HB 1276 actually would allow the Council to create new, higher property taxes on any subclass of property. The bill appears that it could be used to sneak in the high taxes developers have sought for golf and country clubs that would run them out of business, forcing them to sell their club properties, to open up their vast lands for real estate development. In fact, under the current language, any subclass of property not exempted by the bill could face higher taxes of any amount sought by the Council.
|Attorney and activist Robin Ficker|
is mobbed by fans outside the
Council Office Building in Rockville
Ironically, Jawando's press conference is scheduled to take place at 11:45 AM this morning. Fifteen minutes later, at noon, Ficker is expected to deliver 55 lbs. of signed petitions for a new ballot question preventing the Council from passing another 9% property tax hike as they did recently.
But wait, we're not done talking about new taxes!

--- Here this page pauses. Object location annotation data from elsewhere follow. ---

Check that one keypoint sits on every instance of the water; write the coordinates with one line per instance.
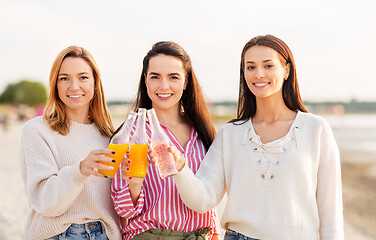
(354, 132)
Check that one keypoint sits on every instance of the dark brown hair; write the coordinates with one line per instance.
(192, 100)
(290, 88)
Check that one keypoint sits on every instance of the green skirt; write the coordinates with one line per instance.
(166, 234)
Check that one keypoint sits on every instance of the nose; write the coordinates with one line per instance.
(259, 73)
(164, 84)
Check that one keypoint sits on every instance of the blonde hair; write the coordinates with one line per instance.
(55, 114)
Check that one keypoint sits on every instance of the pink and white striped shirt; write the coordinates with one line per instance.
(159, 204)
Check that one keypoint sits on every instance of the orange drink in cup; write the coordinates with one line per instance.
(120, 150)
(139, 148)
(139, 160)
(119, 144)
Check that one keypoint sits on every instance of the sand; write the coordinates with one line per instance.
(359, 190)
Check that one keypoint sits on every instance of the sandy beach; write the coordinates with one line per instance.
(358, 176)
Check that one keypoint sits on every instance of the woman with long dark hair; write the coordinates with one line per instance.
(152, 205)
(278, 164)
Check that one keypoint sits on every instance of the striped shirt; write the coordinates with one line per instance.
(159, 204)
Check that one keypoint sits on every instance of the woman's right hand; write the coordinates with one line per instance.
(124, 173)
(91, 164)
(178, 157)
(135, 183)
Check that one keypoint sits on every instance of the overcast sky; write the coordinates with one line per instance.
(333, 42)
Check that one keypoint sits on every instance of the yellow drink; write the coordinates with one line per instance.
(120, 150)
(139, 158)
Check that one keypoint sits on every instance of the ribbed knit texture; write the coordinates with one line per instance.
(57, 192)
(288, 189)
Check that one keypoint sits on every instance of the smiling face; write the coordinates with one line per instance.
(75, 85)
(264, 71)
(165, 82)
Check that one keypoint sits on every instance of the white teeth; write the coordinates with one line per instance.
(164, 95)
(261, 84)
(74, 96)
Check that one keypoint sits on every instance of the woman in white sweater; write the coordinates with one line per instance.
(278, 164)
(61, 153)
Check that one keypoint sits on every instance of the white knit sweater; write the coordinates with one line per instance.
(57, 192)
(288, 189)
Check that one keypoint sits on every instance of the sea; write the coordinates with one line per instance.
(354, 132)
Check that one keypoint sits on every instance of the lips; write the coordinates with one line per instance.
(261, 84)
(164, 95)
(75, 96)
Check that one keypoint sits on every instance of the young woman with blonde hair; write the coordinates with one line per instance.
(61, 153)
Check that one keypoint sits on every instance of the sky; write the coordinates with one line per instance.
(333, 41)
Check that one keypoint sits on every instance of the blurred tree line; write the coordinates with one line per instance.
(30, 93)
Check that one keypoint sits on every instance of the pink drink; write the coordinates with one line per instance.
(163, 159)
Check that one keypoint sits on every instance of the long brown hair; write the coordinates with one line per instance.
(192, 100)
(55, 114)
(290, 88)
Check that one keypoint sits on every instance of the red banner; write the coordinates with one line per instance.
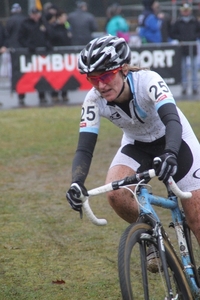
(57, 70)
(46, 72)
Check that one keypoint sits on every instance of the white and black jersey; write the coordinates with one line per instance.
(151, 124)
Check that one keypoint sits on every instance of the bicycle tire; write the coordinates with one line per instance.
(194, 251)
(130, 274)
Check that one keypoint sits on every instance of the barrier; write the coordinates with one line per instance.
(57, 69)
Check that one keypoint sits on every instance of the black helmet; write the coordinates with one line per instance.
(104, 54)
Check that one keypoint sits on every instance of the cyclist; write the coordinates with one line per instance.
(142, 105)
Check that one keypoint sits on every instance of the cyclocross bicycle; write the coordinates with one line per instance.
(176, 275)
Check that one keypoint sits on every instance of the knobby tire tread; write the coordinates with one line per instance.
(126, 245)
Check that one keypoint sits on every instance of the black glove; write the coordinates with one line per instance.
(165, 166)
(74, 194)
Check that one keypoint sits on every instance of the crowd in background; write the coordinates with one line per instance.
(53, 27)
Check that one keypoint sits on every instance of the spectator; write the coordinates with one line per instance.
(150, 22)
(32, 34)
(2, 38)
(60, 36)
(82, 23)
(12, 30)
(187, 29)
(3, 53)
(116, 25)
(13, 25)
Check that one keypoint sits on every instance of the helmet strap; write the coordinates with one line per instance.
(123, 86)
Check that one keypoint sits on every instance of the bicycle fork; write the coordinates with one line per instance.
(157, 239)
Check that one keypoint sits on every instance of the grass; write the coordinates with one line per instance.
(46, 251)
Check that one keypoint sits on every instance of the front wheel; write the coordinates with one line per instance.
(136, 281)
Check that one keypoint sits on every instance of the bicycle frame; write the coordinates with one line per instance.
(146, 200)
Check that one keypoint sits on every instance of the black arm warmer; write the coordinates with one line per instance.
(83, 156)
(173, 134)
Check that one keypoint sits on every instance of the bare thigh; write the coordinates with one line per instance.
(122, 201)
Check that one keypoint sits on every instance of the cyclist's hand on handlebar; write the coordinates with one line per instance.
(165, 166)
(74, 194)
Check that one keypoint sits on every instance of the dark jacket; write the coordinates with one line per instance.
(186, 31)
(12, 30)
(33, 34)
(60, 35)
(2, 35)
(82, 24)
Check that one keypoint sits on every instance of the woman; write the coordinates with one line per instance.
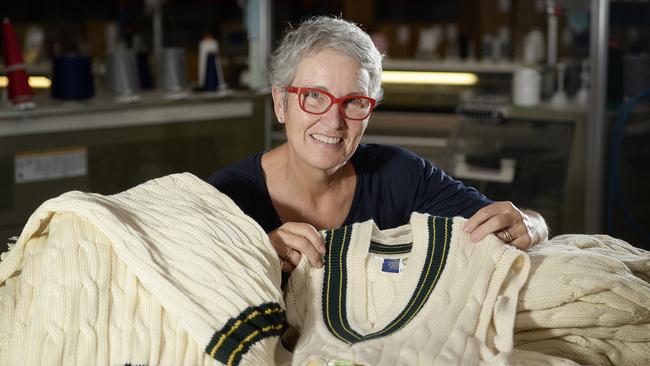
(326, 79)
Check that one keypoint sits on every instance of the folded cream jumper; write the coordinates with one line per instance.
(419, 294)
(170, 272)
(587, 299)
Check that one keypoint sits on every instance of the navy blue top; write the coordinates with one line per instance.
(392, 182)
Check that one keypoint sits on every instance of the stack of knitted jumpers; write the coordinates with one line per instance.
(168, 273)
(587, 298)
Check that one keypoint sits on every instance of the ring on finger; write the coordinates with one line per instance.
(290, 252)
(506, 236)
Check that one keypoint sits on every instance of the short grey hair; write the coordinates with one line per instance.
(324, 32)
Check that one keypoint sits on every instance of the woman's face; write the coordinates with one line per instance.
(325, 141)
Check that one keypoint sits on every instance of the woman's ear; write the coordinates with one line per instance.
(278, 103)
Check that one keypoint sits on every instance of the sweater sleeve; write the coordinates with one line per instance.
(297, 295)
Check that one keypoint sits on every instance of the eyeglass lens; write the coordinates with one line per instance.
(314, 101)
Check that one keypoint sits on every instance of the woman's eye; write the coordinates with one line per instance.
(313, 95)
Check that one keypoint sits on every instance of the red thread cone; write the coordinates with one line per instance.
(19, 90)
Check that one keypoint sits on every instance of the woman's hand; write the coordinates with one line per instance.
(522, 229)
(292, 240)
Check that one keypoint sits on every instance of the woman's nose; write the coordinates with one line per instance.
(333, 118)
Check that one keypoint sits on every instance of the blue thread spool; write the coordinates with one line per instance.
(211, 73)
(144, 70)
(72, 78)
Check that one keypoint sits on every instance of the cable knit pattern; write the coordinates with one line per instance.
(155, 275)
(467, 319)
(587, 299)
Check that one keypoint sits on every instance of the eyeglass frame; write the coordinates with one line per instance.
(333, 100)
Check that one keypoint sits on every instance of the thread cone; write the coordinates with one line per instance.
(19, 90)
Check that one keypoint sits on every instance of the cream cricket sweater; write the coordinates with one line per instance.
(587, 299)
(170, 272)
(419, 294)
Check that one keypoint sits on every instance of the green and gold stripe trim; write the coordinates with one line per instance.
(334, 300)
(233, 340)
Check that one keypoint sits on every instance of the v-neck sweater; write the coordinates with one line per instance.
(455, 304)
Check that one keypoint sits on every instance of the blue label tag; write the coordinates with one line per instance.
(390, 265)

Jawando will also endorse House Bill 1494, which he claims will allow the County to increase the tax rate on incomes over $1 million a year from 3.2% to 3.5%. The Councilman says such a tax hike on millionaires would raise $88.4 million in new revenue annually.
One must ask, if true, why did the 9% increase of the already-progressive property tax only result in ongoing budget shortfalls each fiscal year since? Revenue is declining, not increasing, under the record-high tax rates now being paid. You can only get so much blood from a stone, especially when that stone has very smart tax advisors on retainer. Some on the Council continue to ignore what their own staff - past and present - has warned them about the impact of overtaxing, and their warnings are borne out in our declining revenue today.

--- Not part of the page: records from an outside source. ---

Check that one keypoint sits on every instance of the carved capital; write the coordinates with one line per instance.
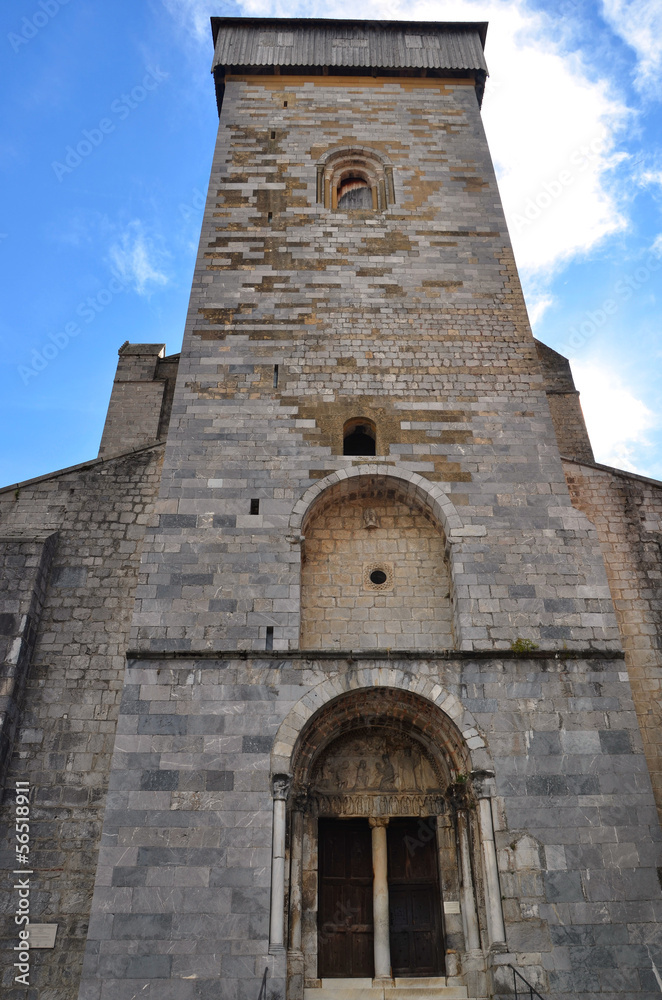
(378, 820)
(281, 786)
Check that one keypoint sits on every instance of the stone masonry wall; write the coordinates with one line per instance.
(627, 513)
(140, 403)
(412, 317)
(182, 894)
(25, 564)
(342, 608)
(73, 687)
(564, 405)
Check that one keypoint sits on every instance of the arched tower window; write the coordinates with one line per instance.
(356, 178)
(359, 437)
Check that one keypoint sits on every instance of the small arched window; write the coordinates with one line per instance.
(357, 178)
(359, 437)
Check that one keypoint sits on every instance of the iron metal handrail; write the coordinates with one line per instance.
(532, 992)
(262, 995)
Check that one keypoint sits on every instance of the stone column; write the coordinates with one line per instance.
(496, 931)
(380, 898)
(281, 785)
(469, 915)
(296, 877)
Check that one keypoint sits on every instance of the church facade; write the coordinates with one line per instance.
(336, 676)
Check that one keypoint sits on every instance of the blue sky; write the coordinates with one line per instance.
(107, 132)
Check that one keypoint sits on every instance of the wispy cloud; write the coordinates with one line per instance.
(639, 24)
(193, 15)
(618, 421)
(137, 259)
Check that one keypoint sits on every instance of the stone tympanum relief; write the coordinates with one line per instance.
(377, 773)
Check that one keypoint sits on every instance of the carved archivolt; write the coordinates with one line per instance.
(377, 773)
(371, 761)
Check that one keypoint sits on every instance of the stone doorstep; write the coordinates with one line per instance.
(424, 988)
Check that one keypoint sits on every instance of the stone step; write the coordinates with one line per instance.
(424, 988)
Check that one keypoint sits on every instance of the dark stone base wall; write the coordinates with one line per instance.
(182, 891)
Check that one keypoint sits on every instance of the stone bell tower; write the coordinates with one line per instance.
(377, 737)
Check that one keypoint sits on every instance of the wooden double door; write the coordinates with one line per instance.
(345, 922)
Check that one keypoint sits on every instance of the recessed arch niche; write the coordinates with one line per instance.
(374, 570)
(355, 177)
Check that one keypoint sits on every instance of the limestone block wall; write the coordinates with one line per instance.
(342, 607)
(412, 317)
(25, 564)
(139, 408)
(627, 512)
(65, 733)
(183, 886)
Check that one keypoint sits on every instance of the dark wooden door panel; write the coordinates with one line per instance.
(414, 899)
(345, 932)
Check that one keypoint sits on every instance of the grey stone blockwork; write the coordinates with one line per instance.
(412, 316)
(72, 542)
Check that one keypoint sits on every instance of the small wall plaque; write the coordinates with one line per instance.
(42, 935)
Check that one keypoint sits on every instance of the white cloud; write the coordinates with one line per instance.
(537, 304)
(618, 422)
(546, 116)
(639, 24)
(136, 259)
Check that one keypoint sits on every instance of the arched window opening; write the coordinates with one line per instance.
(354, 193)
(359, 437)
(358, 178)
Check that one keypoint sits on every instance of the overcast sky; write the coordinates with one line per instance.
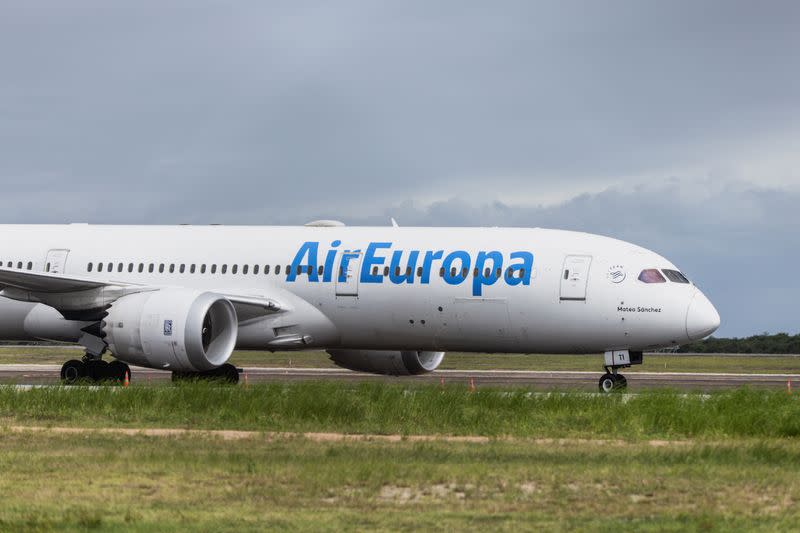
(675, 125)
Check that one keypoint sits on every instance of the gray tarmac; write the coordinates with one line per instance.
(25, 374)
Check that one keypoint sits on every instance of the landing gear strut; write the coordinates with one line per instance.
(94, 369)
(612, 381)
(227, 373)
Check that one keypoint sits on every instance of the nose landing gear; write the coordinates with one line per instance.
(612, 381)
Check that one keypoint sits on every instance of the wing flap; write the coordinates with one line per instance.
(45, 282)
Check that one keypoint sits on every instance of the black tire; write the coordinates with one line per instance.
(72, 371)
(96, 370)
(229, 373)
(117, 370)
(607, 383)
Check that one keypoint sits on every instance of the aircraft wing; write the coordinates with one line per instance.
(45, 282)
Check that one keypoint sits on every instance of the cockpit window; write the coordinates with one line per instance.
(651, 275)
(675, 276)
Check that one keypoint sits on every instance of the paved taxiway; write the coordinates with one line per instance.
(48, 374)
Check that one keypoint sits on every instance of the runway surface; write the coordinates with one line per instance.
(545, 380)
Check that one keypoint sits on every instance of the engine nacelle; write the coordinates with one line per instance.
(174, 329)
(402, 363)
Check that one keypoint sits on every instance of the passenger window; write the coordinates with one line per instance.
(651, 275)
(675, 276)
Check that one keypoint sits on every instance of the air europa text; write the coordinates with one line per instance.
(457, 265)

One must also, again, read the actual text of the bill. In fact, under the language in the bill, everyone - that includes you! - could end up paying a higher income tax rate. "But Will Jawando says we won't," someone - likely an obsequious member of the local media or political cartel - might protest. As with the desperate Council attempt to create a Transit Authority last decade, it is key to ignore what the politicians say, and read what the actual bill says.
Under HB 1494, the Council could - for example - hike the income tax of all residents to 3.4%, and of "millionaires" to 3.5%. The bill has no language protecting "non-millionaires" from a higher income tax rate. It only says wealthier residents can't pay a lower tax rate than the people in the brackets under them, and allows the Council to create those brackets.
So even if you think the property tax hike on homes bigger than 5000 SF - and the income tax hike on incomes over $1 million - are good policy, you need to lobby your legislators to actually put those specific provisions into the bill. They aren't there as of this morning.
With no amendments to the text of each bill, both proposals will allow much corrupt mischief by the Council on property taxes, certainly hit local homebuilders and remodeling firms hard financially, and absolutely set up a potential income tax hike for every Montgomery County resident.
Will the proposed tax hikes destroy the Montgomery County economy? Probably not, because the County economy has already been destroyed. The new taxes will simply put a heavier layer of concrete atop the grave of the moribund economic corpse. And will make it all the harder for a future, competent set of new leaders to restore it once we have a free and fair Montgomery County election.